Les grandes batailles navales T23 Tchesmé

L’ordre et le respect de la hiérarchie ne peuvent pas être corrompus.


Ce tome contient une histoire complète indépendante de toute autre, qui ne nécessite pas de connaissances préalables. Il s’agit du vingt-troisième album de cette série sur les grandes batailles navales. Son édition originale date de 2025. Il a été réalisé par Jean-Yves Delitte pour le scénario et les dessins, avec une mise en couleurs réalisée par Douchka Delitte. Il comporte quarante-six pages de bande dessinée. Il se termine par un dossier de huit pages, rédigé par le scénariste, généreusement illustré par des documents d’archives, avec des parties portant les titres suivants : Il était une fois la Grande Catherine, Un jeu de dominos, Puisque c’est la guerre rêvons de grandeur, Une marine russe qui se relève, Et voguent les navires !, Se battre durant trois jours, Encore quelques batailles et puis la paix.

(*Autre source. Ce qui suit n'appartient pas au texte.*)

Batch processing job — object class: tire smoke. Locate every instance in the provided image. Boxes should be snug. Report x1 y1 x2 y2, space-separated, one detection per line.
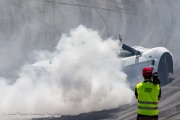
0 25 133 115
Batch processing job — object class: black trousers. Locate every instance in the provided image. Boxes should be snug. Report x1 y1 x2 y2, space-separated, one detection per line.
137 114 158 120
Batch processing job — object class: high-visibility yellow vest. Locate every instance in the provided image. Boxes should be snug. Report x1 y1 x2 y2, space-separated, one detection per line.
136 82 160 116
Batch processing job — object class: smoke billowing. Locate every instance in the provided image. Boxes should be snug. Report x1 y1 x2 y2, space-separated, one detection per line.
0 26 133 114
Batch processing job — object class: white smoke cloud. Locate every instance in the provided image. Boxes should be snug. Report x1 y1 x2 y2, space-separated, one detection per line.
0 26 133 114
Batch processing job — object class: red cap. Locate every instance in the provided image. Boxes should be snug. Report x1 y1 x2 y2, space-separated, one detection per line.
143 67 153 78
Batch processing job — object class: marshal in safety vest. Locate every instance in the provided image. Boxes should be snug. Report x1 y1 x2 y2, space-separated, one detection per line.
136 82 160 116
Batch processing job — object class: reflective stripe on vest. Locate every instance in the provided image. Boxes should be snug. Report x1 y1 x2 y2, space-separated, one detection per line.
136 82 160 115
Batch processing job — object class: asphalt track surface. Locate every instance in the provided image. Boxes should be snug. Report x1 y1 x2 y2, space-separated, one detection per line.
0 0 180 120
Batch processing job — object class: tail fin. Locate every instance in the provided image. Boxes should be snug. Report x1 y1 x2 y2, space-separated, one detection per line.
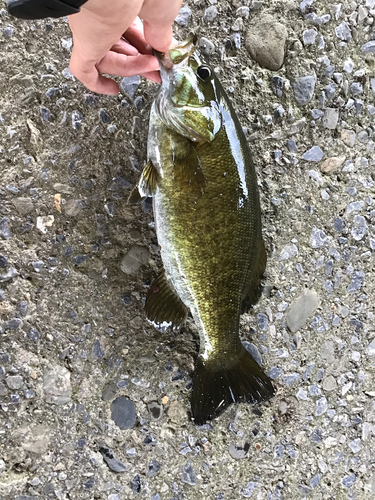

On a appelé ce siècle celui des Lumières mais étonnamment, chaque fois qu’une guerre se terminait, on s’empressait d’en provoquer une autre. Dans une humanité qui ne peut se défaire de l’acte guerrier pour faire entendre sa voix, il y aura toujours des hommes prêts à en suivre d’autres. Et dans des temps où il en faut peu pour bouter le feu aux poudres et embraser le monde, le désordre finit toujours par s’étendre au-delà des frontières. L’homme a cette particularité de toujours trouver une raison prétendument légitime pour nuire. Tel le jeu de dominos d’origine chinoise et qui apparaît en Europe vers les années 1960, la guerre russo-ottomane qui a éclatée en octobre 1768 n’a été qu’une des conséquences des troubles qui ont secoué la république des Deux Nations, union du royaume de Pologne avec le grand-duché de Lituanie. À bord du Netron Menia, les servants s’affairent autour des canons pour tirer sur un navire ottoman. Pendant ce temps-là, le marin Piotr a accompagné le lieutenant Alexis Ivanovitch Gortchakoff à la sainte-barbe. Dans cette partie du vaisseau où sont serrés les ustensiles d’artillerie et la poudre, le marin embroche le lieutenant à la suite d’une algarade.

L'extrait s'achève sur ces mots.